Frankie, Jake and Link launch a show called Your Phone or Your Dignity in which Link as "No One Special" takes contestants' smart phones and offers to give them a dumb phone or to return their own phone if they undergo a humiliating task. After initial success, the trio falls victim to infighting when they begin to lose views.

The tension comes to a head when Link humiliates a young woman, Isabelle, on the show by revealing that she edits a facial birthmark out of her selfies; under his pressure, she agrees to release her unedited photos for the game show prize but breaks down in tears, for which he aggressively admonishes her. Upset at what the show has become, Jake quits. Link is then invited to be on a roundtable with several other internet celebrities hosted by Ted Wick, but when he is accused by Ted of hypocrisy and confronted with the unedited footage of Link's humiliation of Isabelle, Link rants against the other participants, claims Isabelle tried to seduce him, and is thrown out for pretending to defecate onstage.

Disillusioned, Frankie visits Jake at their old workplace and tries to bring him back into the fold, but Jake refuses and reveals he has done research on Link and found out that he is a liar: he is actually a son of rich parents (who are both alive) and that he is dangerous and unstable, having once been institutionalized for burning down his school. When Jake confesses that he is in love with Frankie, she leaves and returns home in a daze.

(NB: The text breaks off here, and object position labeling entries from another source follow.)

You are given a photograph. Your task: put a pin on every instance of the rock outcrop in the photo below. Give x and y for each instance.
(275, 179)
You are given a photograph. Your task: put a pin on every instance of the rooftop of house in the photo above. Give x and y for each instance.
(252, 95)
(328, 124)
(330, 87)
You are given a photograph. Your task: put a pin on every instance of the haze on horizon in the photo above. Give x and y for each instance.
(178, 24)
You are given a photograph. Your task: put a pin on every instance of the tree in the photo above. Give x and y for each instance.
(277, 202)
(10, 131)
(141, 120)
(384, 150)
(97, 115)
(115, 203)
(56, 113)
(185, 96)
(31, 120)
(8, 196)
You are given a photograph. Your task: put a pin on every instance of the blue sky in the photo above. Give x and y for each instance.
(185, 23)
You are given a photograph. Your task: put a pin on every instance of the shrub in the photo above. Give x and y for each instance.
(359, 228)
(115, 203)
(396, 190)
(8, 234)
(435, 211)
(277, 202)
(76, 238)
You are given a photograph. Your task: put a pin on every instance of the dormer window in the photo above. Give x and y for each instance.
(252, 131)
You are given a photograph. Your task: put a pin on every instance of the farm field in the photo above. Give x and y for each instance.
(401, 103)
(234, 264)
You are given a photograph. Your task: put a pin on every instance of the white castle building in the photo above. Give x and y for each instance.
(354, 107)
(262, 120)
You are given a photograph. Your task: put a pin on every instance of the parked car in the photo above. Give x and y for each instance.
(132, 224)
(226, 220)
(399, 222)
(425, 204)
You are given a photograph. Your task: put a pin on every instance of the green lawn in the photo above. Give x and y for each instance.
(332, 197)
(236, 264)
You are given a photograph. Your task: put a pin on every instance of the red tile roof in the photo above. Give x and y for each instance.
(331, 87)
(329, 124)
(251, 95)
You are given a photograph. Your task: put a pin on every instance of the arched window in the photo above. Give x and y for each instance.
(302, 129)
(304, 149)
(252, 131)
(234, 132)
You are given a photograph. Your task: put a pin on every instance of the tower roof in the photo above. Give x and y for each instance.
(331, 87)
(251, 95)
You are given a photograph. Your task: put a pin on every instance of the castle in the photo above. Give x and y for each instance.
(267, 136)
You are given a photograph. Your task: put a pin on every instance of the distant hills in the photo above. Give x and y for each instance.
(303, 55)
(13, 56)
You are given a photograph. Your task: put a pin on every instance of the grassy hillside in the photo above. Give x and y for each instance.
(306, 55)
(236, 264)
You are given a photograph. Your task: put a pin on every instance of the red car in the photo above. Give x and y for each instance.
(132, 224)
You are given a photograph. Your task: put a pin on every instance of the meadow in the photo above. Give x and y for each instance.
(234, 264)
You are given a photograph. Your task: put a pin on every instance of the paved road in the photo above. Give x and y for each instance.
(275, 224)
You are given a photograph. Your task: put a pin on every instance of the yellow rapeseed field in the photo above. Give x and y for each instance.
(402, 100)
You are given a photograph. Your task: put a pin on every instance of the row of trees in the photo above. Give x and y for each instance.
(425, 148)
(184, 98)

Link arrives and announces that YouTube has invited him to head a livestream event, and that he wants to do it with her, and she accepts.

While setting up for the livestream, Frankie learns that Isabelle committed suicide due to the humiliation of her appearance and Link's accusations. When Link is more concerned about his public image than her death, Frankie reveals she knows the truth about him and storms out. During the livestream, which includes a memorial for Isabelle, Link gives his condolences but then veers off-script into a manic, vulgar monologue, refusing to accept blame for her death and instead ranting against the toxicity of social media and its oppressive hold over its audience. In an attempt to go even further, Link reveals his name is actually Alex Goodrich and invites the audience to support them only if they're willing to rebel against the mainstream. As he departs the stage, the gathered crowd applauds and starts chanting his name as he turns and smiles at the camera. Frankie and Jake later reconcile at Isabelle's memorial.

==Production==
In October 2018, it was announced Andrew Garfield, Maya Hawke, Nat Wolff and Jason Schwartzman had joined the cast of the film, with Gia Coppola directing from a screenplay she wrote alongside Tom Stuart. Fred Berger will serve as a producer under his Automatik banner. In May 2019, Johnny Knoxville, Chris Messina, Alexa Demie and Colleen Camp joined the cast of the film, with Coppola, Zac Weinstein, Lauren Bratman, Enrico Saraiva, Francisco Rebelo de Andrade and Jack Heller would serve as producers under their American Zoetrope, Tugawood, Assemble Media and Dynasty Pictures banners.

Principal photography began in May 2019. Production concluded on June 14, 2019.

==Release==
The film had its world premiere at the Venice Film Festival on September 5, 2020. It was also selected to screen at the Telluride Film Festival in September 2020, prior to its cancellation due to the COVID-19 pandemic. In February 2021, IFC Films acquired U.S. distribution rights to the film and set it for a May 7, 2021, release.

==Reception==
On review aggregator website Rotten Tomatoes, Mainstream holds an approval rating of 42% based on 36 reviews, with an average rating of . The site's critics consensus reads: "Mainstream makes a vain attempt to satirize viral fame, settling instead for obvious commentary that feels painfully dated." On Metacritic, the film has a weighted average score of 36 out of 100, based on eight critics, indicating "generally unfavorable reviews".